Our IBEW contract gave us a half-hour lunch break 12 to 12:30 and one ten-minute coffee break, which we took at 10 am. I usually brought a bagel with cream cheese for break. I’d be starving by 10 even after eating a huge breakfast at 7. On jobs where the ten minutes was taken literally, I found I barely had time to down the bagel, which required some chewing, and to wash it down with my thermos of tea. This job was a bit looser. Coffee break might last 15 minutes.
“It’s too short,” I whined to no one in particular while standing on a ladder with my head in the ceiling. The piece of EMT*** I’d just cut didn’t fit and I’d have to start over. “What a thing to tell a man!” came back to me from the Irish carpenter foreman whose head was the only one I could see up there. That made me smile. Irish guys—full of blarney.

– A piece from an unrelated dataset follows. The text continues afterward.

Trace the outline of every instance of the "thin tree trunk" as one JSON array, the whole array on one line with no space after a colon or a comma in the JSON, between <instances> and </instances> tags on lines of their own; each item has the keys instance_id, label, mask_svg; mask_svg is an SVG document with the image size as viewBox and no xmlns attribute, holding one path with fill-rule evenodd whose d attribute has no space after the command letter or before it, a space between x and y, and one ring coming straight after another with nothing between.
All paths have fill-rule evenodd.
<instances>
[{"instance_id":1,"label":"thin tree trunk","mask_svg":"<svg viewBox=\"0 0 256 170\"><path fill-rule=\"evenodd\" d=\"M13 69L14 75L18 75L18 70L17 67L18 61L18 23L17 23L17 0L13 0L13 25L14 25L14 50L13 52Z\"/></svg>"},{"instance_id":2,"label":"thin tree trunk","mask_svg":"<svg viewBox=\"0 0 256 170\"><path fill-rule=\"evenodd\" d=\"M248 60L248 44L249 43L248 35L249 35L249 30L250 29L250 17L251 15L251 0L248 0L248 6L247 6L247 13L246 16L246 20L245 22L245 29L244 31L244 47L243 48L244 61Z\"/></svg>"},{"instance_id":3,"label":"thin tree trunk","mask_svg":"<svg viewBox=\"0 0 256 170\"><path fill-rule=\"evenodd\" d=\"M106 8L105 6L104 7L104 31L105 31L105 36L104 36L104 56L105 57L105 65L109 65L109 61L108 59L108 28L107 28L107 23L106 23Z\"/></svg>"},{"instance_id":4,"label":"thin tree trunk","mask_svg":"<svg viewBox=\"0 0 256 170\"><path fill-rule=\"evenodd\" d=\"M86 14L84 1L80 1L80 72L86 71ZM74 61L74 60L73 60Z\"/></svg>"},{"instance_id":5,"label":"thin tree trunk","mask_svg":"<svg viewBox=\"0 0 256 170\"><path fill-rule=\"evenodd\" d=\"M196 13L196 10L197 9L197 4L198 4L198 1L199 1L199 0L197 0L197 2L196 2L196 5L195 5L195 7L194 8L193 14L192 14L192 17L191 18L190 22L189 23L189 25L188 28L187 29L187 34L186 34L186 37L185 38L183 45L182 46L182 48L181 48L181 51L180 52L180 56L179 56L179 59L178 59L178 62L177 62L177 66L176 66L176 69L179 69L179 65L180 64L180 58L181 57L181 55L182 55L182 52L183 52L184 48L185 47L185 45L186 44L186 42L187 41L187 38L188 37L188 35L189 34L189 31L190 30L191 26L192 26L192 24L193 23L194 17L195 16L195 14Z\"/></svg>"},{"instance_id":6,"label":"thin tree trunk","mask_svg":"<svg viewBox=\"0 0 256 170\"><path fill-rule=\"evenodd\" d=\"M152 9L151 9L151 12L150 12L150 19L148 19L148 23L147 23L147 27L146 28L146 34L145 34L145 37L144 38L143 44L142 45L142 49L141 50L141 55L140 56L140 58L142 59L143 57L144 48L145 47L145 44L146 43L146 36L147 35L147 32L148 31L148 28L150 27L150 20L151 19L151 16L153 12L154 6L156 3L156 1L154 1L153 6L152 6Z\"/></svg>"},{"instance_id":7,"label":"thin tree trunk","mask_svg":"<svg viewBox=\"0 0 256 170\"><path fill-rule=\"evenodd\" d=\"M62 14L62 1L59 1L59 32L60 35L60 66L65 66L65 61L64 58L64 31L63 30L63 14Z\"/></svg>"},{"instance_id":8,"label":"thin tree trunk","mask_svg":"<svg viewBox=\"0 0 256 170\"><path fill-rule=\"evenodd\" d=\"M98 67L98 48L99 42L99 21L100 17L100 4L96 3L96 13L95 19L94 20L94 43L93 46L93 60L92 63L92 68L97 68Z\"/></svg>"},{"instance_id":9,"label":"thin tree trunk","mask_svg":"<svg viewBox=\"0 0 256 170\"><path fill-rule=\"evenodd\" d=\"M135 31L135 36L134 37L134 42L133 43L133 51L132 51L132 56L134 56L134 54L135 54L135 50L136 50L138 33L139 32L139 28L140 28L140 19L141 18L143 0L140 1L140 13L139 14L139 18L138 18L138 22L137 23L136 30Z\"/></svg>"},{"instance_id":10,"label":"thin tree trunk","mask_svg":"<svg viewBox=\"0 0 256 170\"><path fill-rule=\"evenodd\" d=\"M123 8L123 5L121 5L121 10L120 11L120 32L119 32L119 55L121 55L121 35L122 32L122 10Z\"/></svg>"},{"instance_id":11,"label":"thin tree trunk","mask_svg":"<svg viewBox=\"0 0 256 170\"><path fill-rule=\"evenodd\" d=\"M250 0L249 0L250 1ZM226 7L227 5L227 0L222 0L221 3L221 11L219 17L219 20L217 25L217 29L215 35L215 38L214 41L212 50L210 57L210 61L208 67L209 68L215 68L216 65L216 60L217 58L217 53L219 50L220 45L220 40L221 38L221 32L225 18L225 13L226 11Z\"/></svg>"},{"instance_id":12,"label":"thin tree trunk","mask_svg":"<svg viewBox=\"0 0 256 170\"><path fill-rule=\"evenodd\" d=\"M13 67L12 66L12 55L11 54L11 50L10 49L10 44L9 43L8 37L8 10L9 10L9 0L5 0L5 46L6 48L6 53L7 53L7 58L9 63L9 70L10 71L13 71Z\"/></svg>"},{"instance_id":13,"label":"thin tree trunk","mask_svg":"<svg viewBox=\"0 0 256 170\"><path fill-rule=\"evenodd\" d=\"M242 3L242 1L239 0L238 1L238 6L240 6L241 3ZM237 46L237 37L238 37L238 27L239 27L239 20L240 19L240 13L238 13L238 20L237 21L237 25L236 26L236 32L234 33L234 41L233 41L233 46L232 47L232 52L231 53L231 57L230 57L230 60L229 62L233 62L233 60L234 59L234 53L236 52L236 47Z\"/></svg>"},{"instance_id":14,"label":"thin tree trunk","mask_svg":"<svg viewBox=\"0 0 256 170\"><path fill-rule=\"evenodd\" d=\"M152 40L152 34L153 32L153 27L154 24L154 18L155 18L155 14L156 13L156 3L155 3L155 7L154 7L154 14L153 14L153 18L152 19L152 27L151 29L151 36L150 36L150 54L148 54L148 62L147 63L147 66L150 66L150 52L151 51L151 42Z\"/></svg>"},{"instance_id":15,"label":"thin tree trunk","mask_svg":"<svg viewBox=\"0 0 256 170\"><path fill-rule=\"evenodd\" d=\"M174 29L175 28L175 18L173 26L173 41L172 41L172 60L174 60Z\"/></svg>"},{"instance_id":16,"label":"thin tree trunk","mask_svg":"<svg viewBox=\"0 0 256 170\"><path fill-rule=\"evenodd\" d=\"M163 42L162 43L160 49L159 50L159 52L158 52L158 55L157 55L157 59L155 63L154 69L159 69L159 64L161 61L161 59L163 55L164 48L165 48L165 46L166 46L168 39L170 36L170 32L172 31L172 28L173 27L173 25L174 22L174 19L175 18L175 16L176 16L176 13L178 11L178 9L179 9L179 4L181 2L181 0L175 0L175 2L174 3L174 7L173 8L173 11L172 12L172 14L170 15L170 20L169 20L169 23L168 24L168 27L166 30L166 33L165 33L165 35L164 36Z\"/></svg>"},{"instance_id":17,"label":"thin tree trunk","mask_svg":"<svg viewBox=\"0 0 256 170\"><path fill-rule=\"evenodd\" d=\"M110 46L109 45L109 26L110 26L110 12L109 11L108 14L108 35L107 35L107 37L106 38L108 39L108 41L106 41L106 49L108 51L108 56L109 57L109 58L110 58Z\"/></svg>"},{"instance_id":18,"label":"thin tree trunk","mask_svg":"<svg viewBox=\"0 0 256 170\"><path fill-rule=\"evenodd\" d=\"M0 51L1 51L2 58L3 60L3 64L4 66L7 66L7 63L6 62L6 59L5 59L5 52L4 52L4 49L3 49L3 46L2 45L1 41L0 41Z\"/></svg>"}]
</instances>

“Break time,” someone yelled, and I looked down to see coffee being served in a fancy silver service with a huge plate of pastries beside it. The gift had come from the pastry chef, and for the rest of that job we had complimentary coffee and pastries at 10 am, thanks to the persistent civility of our foreman. My stereotype of Austrians crumbled. I’m still waiting for help with my prejudice against ironworkers and white Southern men.
*Travelers follow the work around the country when work at home is slow.
**To drag up is to quit the job.
***Electrical Metallic Tubing, a kind of pipe used in the electrical industry.